Jerry Kopel

By Jerry Kopel

6/15/06

 
In poker and in politics, perception means a great deal. But of course it depends on whose perception we are writing about.
 
The Denver Mayor's office and Xcel Energy corporation have reached agreement to continue a 20 year exclusive franchise to deliver gas and electricity to the city until December 31, 2026. The vote by registered Denverites will beheld at the August 8th primary election.
 
Xcel believes the voters will vote for the franchise. I don't know what the Mayor's office believes. We know Denver doesn't have the funds to start its own energy company. But Xcel's  perception that voters have no choice might not be the same perception as the voters.
 
Here are some of the perceptions that Xcel may have to overcome:
 
  • Denverites who paid through the nose this past winter, and especially those who suffered power outages on Feb. 18th lasting from 30 minutes to four hours, are still angry and seeking revenge.
  • Xcel's quickness almost immediately to blame colder weather than normal , generator breakdown, and shortfall of gas supplies.
  • On May 17th, Xcel's CEO  chairman Richard Kelly called the events a "miscalculation". He denied a wholesale supplier of power could have responded quickly enough.
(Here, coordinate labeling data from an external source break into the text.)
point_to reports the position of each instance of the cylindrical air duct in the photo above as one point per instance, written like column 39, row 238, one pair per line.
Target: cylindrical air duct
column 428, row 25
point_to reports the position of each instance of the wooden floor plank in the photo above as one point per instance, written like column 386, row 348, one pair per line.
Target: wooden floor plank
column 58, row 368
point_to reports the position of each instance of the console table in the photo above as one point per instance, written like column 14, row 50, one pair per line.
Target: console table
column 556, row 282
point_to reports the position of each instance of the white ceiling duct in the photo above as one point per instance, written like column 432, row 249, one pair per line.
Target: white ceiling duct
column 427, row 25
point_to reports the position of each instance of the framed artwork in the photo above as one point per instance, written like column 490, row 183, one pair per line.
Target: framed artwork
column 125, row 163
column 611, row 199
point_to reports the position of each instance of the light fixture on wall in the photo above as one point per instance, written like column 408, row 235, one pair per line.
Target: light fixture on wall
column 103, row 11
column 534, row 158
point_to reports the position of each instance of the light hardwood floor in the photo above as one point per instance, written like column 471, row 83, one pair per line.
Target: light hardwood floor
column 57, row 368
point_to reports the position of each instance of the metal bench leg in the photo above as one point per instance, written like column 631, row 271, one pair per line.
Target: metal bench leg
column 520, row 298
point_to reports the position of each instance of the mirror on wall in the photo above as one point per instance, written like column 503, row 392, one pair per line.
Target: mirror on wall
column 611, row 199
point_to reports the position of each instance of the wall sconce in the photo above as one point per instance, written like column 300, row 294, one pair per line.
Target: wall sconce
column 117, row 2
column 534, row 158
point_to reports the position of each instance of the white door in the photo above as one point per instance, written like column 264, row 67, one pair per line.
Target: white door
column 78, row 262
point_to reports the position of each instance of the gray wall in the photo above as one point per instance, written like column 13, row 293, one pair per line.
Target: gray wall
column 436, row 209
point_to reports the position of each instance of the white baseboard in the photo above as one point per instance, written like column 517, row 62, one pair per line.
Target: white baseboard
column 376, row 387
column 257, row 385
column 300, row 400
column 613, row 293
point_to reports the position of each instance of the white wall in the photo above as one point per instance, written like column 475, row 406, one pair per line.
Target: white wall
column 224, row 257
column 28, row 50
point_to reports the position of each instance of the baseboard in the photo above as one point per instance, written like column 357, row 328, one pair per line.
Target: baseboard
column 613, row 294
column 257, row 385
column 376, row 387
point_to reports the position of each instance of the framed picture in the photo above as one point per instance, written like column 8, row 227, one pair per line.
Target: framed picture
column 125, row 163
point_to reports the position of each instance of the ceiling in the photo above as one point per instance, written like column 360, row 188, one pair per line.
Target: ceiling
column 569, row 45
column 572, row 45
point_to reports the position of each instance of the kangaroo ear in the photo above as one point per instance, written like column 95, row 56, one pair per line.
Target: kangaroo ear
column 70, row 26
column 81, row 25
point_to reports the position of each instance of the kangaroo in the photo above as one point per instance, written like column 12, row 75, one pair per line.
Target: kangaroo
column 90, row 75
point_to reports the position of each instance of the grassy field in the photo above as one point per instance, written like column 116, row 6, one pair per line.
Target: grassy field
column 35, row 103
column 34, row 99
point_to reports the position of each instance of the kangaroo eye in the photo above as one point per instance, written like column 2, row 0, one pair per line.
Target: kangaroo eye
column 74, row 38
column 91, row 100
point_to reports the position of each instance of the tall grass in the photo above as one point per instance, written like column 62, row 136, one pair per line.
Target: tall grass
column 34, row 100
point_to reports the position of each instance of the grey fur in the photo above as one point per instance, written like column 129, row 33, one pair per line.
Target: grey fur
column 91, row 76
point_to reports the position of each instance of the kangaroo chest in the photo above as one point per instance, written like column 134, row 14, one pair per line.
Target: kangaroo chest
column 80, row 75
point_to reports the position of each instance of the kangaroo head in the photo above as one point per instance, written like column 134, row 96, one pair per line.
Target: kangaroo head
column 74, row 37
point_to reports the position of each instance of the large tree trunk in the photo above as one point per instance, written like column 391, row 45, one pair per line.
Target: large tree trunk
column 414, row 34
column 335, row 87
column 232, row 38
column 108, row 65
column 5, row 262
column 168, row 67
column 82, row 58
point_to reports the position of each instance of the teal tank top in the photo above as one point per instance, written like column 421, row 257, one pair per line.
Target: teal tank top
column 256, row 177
The supplier, Tri-State "said it could have run additional power plants if Xcel had requested" according to one Rocky Mountain News article and in another article "home heating bills, on average, rose 35 to 40 percent in Colorado during the peak winter months."
  • $14 million paid in 2006 to Wayne Brunetti, former Xcel chairman and chief executive.
  • A $200 -210 million rate increase  sought by Xcel from electric power users which will cost the average residential user $78.24 more per year beginning Jan. 1, 2007.
  • Colorado's Public Utilities Commission (PUC) will  likely take written documents on the Xcel rate increase proposal in June, but will not hold public hearings on the various changes sought by Xcel until September, AFTER the August election vote, and issue its opinion in December, which would be AFTER a possible November election.
 
Part of the Xcel rate hike proposal before the PUC, according to the RMN, would include a late charge. The 15 day time frame for payment begins when Xcel puts the bill in the mail, regardless of when it is delivered. The 15 day period ends when the customer's check has been delivered and posted by Xcel.
 
Colorado customers are already receiving "courtesy phone calls" from an Xcel recording, indicating "your payment has not been received" as early as three days after due. Our check had been sent to Xcel's Minneapolis office a day before it was due.
 
Mrs. K, a tiger on such issues, spoke to a service representative, a supervisor, and a "super" supervisor in order to obtain information on the new policy. The latter said the "courtesy calls" were new but blamed the Denver Post office for the delay. By the time Mrs. K spoke to the "super" supervisor, he found our check had been received.
 
If the PUC granted Xcel the right to post a late charge, it would begin as 1.5 percent on the month's bill. But if based as an annual charge on the same debt, it is 18 percent. Xcel claims an average $2 monthly late charge, but are you average?
 
                                                            * ** *
 
The franchise agreement worked out between the mayor's office and Xcel will provide additional benefits to the city. Along with larger payments there will be greater control without cost to the city over relocation of power poles, wires, etc.
 
However, additional franchise fee money to the city results from eliminating an exemption on the franchise fee's first $12.50 each for gas and electric users. It passes to the city through the conduit of Xcel. This amounts to $2 million annually in extra money from Xcel customers with an average cost increase of $9 per year.
 
There is nothing in the franchise agreement regarding use of the extra money, nor in the ordinances which take effect when the voters approve the  franchise extension.
 
The present mayor has promised the money will be used to  help pay gas and electricity costs for a low-income-assistance fund. Since it is not specified in the new franchise agreement that it will be paid out for such purposes, what happens under a subsequent mayor, or when an emergency budget need intervenes?
 
According to testimony at the city council public hearing, the agreement allows Denver to place controlled  cameras on poles which "can be used to catch grafitti offenders in the act. "  There are other major cities that do have such cameras installed.
 
The "20 years" in this franchise agreement is the ceiling, and not the floor. The mayor, according to one newspaper article, wanted a 10-year period, but didn't get it. The 20 year franchise bolsters the company's credibility in dealing with suppliers and investors.
 
If the August vote loses, another franchise election will be held in November. If the November vote fails, a separate bill passed will allow an election to be held again  before April Ist, 2007.
 
In my opinion, ten words on the minds of voters will defeat the franchise at the August election: Xcel...power loss...rate hike...executive pay...monopoly...20 years.
 
Perhaps voters by venting their anger in August will allow a renegotiated franchise bill to pass in November.